Si, sa parole est quelque chose de vivant qui transfuse la vie. Il me semble le voir le jour où nous nous sommes séparés, arrêtés à un angle de la grille qui entoure le cimetière de Trinity Church. Au milieu de la grande agitation de ce quartier, toujours congestionné, de l’immense ville, je n’entendais pas sa voix émouvante, qui m'émouvait ; une fois de plus éblouit par son langage fulgurant ; subjugué par ses expressions d'affection ; confondu un moment avec lui dans une même tristesse pour l'incertitude qui enveloppait, tel un épais brouillard, l'avenir de la Patrie ; j’admirais de le voir toute de suite secouer ces pensées sombres comme si sa vision intérieure s’étincelait avec la lueur lointaine d'une nouvelle aube.

Nous ne nous sommes jamais plus rencontrés ; mais nous nous écrivions de temps en temps. Ses lettres, quelque soit la question, avaient le même magnétisme que sa conversation. On l’entendait et on le voyait à travers les grands tracés de son écriture nerveuse. Il écrivait à ses amis comme il leur parlait ; les images fleurissaient sous sa plume comme sur ses lèvres ; le cœur s’émouvait derrière les phrases : « L’incroyable est que des plus grands malheurs nous attendent – me disait-il dans l'une d’elles – ; mais il semble vraiment que des humiliations et des plus terribles anxiétés nous sommes réservées, pas moins remédiables, que celles qui affligent votre cœur et pour moi comme mort-vivant. Quelle joie de vous voir parmi ces peines comme une fleur de marbre ! ».

J’ai fait un voyage à New York pour le voir durant l'été de l'année 1894. En accord avec certains amis, résolus comme moi à suivre notre peuple sur le chemin où il se lancera, mais qui jugions le devoir impératif de l'arrêter quand ce fut possible au bord de l'obscure vía crucis, pour qu’il mesure bien ses forces et les obstacles de toutes sortes qu’ils fallaient faire tomber, j'ai voulu tenter un suprême effort auprès de cet homme au grand cœur qui connaissait déjà ma façon d'apprécier le problème et les circonstances du moment.
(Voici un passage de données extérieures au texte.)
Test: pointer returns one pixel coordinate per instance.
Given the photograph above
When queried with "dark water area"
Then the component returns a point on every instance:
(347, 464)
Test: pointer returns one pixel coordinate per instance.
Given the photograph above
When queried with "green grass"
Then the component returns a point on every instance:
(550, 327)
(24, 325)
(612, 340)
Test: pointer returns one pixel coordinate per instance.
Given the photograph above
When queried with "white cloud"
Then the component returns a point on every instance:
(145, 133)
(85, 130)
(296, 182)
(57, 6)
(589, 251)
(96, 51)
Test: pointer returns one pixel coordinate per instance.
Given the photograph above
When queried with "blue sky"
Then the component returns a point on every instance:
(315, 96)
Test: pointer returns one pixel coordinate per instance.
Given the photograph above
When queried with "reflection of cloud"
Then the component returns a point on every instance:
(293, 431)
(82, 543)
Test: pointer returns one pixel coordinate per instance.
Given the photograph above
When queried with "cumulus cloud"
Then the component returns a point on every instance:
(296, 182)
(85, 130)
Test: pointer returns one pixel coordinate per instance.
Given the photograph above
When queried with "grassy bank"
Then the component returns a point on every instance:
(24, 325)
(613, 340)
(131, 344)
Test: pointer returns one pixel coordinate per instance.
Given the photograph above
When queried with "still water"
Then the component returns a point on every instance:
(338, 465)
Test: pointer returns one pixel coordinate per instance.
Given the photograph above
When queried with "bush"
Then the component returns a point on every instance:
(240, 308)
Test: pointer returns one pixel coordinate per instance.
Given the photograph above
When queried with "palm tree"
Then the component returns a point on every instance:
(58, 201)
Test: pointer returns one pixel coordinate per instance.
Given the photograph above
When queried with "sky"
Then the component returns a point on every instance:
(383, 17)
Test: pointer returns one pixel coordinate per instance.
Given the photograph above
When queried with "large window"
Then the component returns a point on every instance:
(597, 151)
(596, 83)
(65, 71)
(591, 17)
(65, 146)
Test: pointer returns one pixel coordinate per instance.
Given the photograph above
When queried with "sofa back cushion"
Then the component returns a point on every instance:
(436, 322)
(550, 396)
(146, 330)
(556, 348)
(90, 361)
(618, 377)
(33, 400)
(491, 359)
Lorsque j'ai débarqué, cela faisait plusieurs jours que Martí était parti au Mexique. J'ai rencontré un de ses lieutenants, qui était aussi mon ami : Benjamín Guerra. Il m'a écouté poliment, sans rudesse, mais comme quelqu'un sachant qui sait très bien qu’on ne pouvait pas persuader. Il a offert de transmettre mes paroles à Martí ; par contre, quand nous nous sommes séparés, la vision qui m'a suivie pendant quelques instants a été celle d’une grande obscurité dans laquelle se produisait soudainement un grand incendie.

Je n’ai jamais revu Martí, sauf maintenant, sur son piédestal de marbre blanc, le glorieux disparu qui est entré dans l'immortalité. Je ne sais pas si ce sera un sentiment égoïste ; mais j’aimerai plus que sa main tendue puisse encore réchauffer la mienne et que son large front d'illuminé puisse encore s’incliner sur Cuba pour donner une source de chaleur à son âme avec les étincelles de sa noble pensée.

El Fígaro, 27 février 1905.

Ce texte fait partie d'un compendium réalisé par la revue Bohemia, et publiée sous le titre Cómo vieron a Martí algunos de los que lo conocieron, le 25 janvier 1963.